Manitoba Hydro puts Keeyask project on hold after blockade stops shift change

WINNIPEG — Manitoba Hydro’s multi-billion dollar hydroelectric project has moved into a “care and maintenance” status due to a blockade made by members of the Tataskweyak Cree Nation.

The decision to have only essential personnel at the Keeyask project was made Thursday night.

In a statement to CTV News, Manitoba Hydro said, “It became clear the illegal blockade was impacting the safety of those at the site and their wellbeing by blocking shipments of food, waste removal and other critical supplies for employee safety and wellbeing.”

Under the care and maintenance status, 100 people will stay at the site to provide security and to maintain critical camp operations.


On March 21, about 700 workers volunteered to stay at the Keeyask site for eight weeks.

Manitoba Hydro planned to have a shift change on May 19, bringing in around 1000 new workers.

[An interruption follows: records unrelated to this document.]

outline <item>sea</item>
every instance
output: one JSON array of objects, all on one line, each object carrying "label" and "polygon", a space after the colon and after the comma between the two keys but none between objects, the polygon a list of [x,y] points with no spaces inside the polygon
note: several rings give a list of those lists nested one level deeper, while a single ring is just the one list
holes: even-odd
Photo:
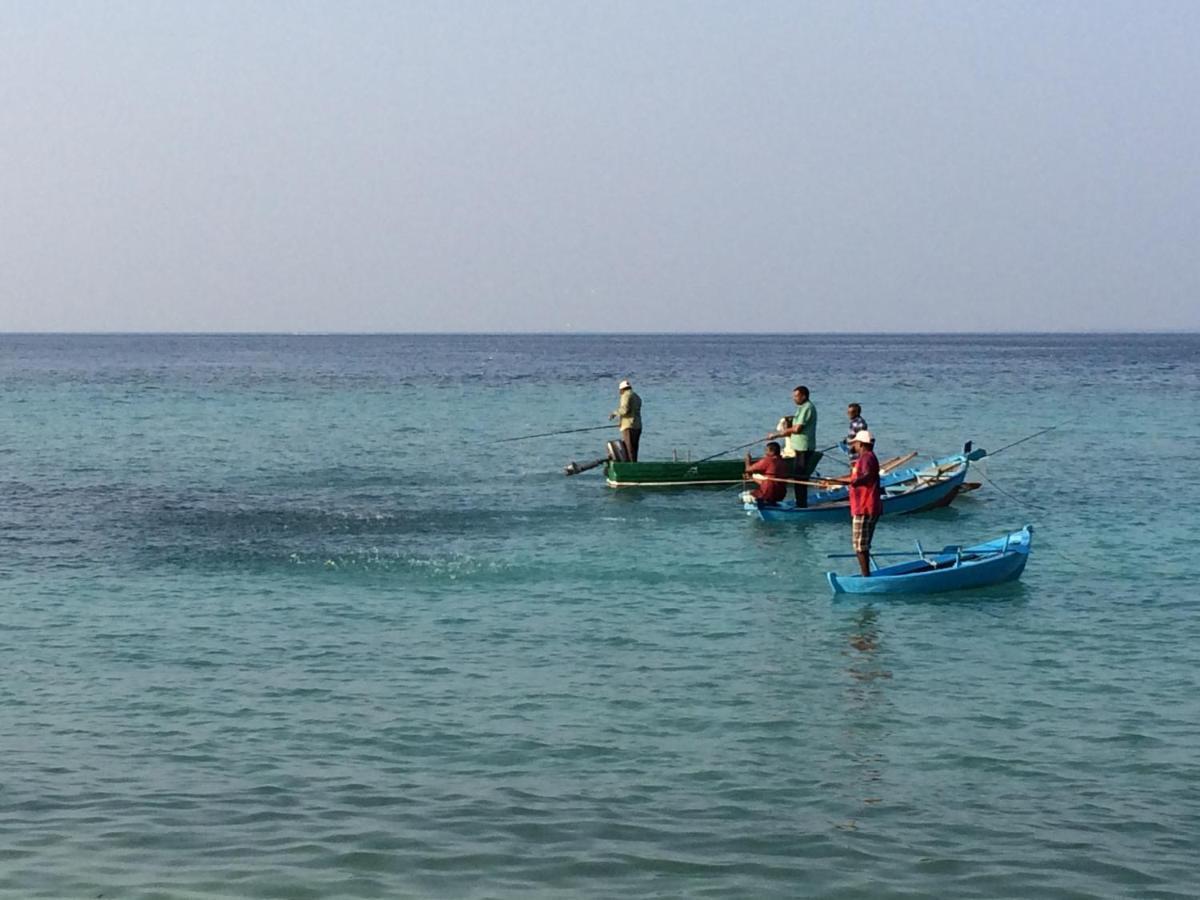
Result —
[{"label": "sea", "polygon": [[[643,459],[797,384],[819,446],[973,441],[875,548],[1028,568],[835,599],[848,523],[565,476],[623,378]],[[1198,335],[9,334],[0,386],[0,897],[1200,896]]]}]

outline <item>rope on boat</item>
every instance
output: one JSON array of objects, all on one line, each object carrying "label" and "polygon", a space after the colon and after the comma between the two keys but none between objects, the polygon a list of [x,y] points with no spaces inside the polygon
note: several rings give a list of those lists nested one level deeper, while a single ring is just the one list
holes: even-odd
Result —
[{"label": "rope on boat", "polygon": [[[1026,438],[1026,440],[1028,440],[1028,438]],[[1001,448],[1001,449],[1003,449],[1003,448]],[[992,455],[992,454],[989,454],[989,456],[990,455]],[[1000,485],[996,484],[996,482],[988,476],[988,474],[985,470],[985,466],[980,465],[978,468],[979,468],[979,477],[981,477],[984,481],[986,481],[993,488],[995,488],[1000,494],[1007,497],[1013,503],[1017,504],[1017,506],[1021,507],[1022,509],[1026,509],[1026,510],[1029,510],[1029,509],[1036,510],[1037,512],[1041,513],[1042,515],[1049,515],[1049,516],[1054,515],[1054,510],[1049,509],[1045,506],[1039,506],[1038,504],[1034,503],[1031,500],[1023,500],[1020,497],[1016,496],[1015,494],[1012,494],[1012,493],[1004,490],[1004,488],[1000,487]],[[1039,554],[1049,553],[1051,556],[1057,557],[1058,559],[1062,560],[1063,562],[1067,563],[1068,565],[1078,566],[1079,568],[1084,567],[1084,564],[1081,563],[1078,559],[1076,559],[1075,557],[1073,557],[1067,553],[1064,553],[1063,551],[1059,550],[1056,547],[1043,546],[1041,549],[1038,550],[1038,553]]]},{"label": "rope on boat", "polygon": [[979,469],[979,477],[980,478],[982,478],[984,481],[986,481],[988,484],[990,484],[992,487],[994,487],[997,491],[999,491],[1001,494],[1003,494],[1009,500],[1013,501],[1013,503],[1017,504],[1017,506],[1020,506],[1022,509],[1034,509],[1040,513],[1046,513],[1046,512],[1050,511],[1044,506],[1038,506],[1032,500],[1022,500],[1020,497],[1016,496],[1015,494],[1011,494],[1008,491],[1006,491],[1004,488],[1000,487],[1000,485],[996,484],[996,482],[992,479],[992,477],[990,475],[988,475],[986,469],[983,466],[979,466],[978,469]]}]

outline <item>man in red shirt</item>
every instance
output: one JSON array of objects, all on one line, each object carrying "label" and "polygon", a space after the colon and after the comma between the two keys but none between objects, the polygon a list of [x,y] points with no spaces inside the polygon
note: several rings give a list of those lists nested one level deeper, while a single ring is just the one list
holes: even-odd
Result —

Tataskweyak Cree Nation members created a lockdown days before the change, blocking the road to the Keeyask site over concerns that the workers would bring COVID-19 into their community.

As per provincial health orders, southern Manitobans are not allowed to cross the 53 parallel, but Manitoba Hydro received an exception. It created the shift change plan in partnership with Manitoba Health and the Chief Medical Officer.


The Manitoba Court of Queen’s Bench granted Manitoba Hydro an injunction on May 18.

On the evening of May 20, RCMP announced it would be serving an injunction order to the Tataskweyak Cree Nation members who formed the blockade on PR 280, the highway leading to the Keeyask site.

READ MORE: RCMP to serve injunction to remove blockade at Manitoba Hydro work site

The injunction orders Tataskweyak Cree Nation to end the blockade, which went up on Friday.

As of Saturday morning, the blockade is still there.

Both Manitoba Hydro and RCMP said they are in communications with the First Nations.

According to Manitoba Hydro, the blockade costs the company $1.7 million per day, plus a one-time fee of $50 million for demobilization and remobilization.